Recently I was doom scrolling TikTok when I came across Liz Brown’s video below offering advice on downsizing homes. No surprise there since everyone with an opinion to share is loudly shouting it on this platform. But I stopped scrolling for a second because her words caught my attention. It started with “They don’t want your china. They don’t want all the special things that you’ve been keeping.” And then went on to encourage elderly folks to just purge all their stuff.
In her defense she helps people downsize so this advice would seem to make sense. I have a different perspective on what she’s saying. And if everyone on TikTok can share their opinion then I’m going to share mine.

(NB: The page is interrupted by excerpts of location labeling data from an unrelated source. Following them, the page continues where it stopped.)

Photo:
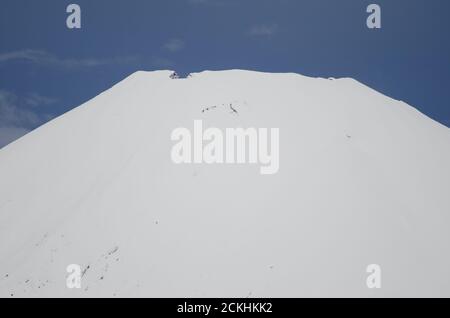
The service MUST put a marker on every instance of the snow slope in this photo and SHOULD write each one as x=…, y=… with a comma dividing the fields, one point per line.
x=363, y=179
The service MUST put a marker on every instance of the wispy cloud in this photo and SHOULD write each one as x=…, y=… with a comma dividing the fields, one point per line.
x=18, y=115
x=262, y=30
x=173, y=45
x=41, y=57
x=161, y=62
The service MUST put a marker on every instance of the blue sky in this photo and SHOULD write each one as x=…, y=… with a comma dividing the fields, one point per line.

Downsizing Homes: A Reseller’s Perspective
I’ve been selling vintage for years now. We’re not putting a number on it because it makes me sad, but let’s just say I’ve been doing this about as long as she’s been encouraging people to get rid of their things. In the years that I’ve been selling I’ve met a lot of people. I have customers I deal with on a regular basis and we talk. I talk to even the ones that I don’t see regularly.
Here’s what I hear the most as a vintage reseller, “I have to have this because my Grandma had one just like it.” The very first piece I sold online was a fancy pie plate that the lady had to have because the pressed glass plate was exactly the one her grandmother owned.

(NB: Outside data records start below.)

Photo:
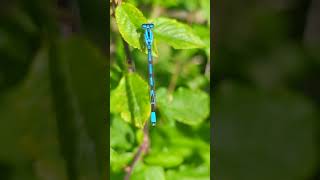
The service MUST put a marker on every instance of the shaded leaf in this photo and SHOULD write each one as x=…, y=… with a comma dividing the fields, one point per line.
x=149, y=173
x=78, y=81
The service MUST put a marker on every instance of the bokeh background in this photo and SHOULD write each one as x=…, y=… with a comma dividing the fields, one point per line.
x=266, y=90
x=53, y=90
x=179, y=145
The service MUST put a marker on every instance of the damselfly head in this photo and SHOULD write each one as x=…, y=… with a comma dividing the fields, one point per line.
x=147, y=26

Part of my job is reunited people with their past. It’s my favorite part of my job.
At Junk Bonanza a few years back I noticed a woman intently staring at a photograph I had randomly placed in my booth. I chuckled and said, “I think if you stare that long you have to take it home with you.” When she glanced at me there were tears in her eyes. She said, “This is my grandfather.” And she reached into her pocket to get money to buy the photo. She explained that she didn’t have any pictures on him and that she couldn’t believe it was him, but it was. She told me where he lived in Sartell which is near St. Cloud, MN. I purchased the photos from a photo studio in St. Cloud. It was in a box of their sample photos that had been in a basement and as the business was sold to the next owner and the next owner, shoved further back into storage until the new owner decided to clean house. That’s where I came in and the photo made it home to where it should be.
In another incident, I was working a Picket Fence Gals and wrapping up a cute little gnome. The woman was chatting and I said the gnome was adorable and she said, “Yeah my grandma had one like it that she made in ceramics class, but they were all sold when she died. I regret not getting her gnomes.”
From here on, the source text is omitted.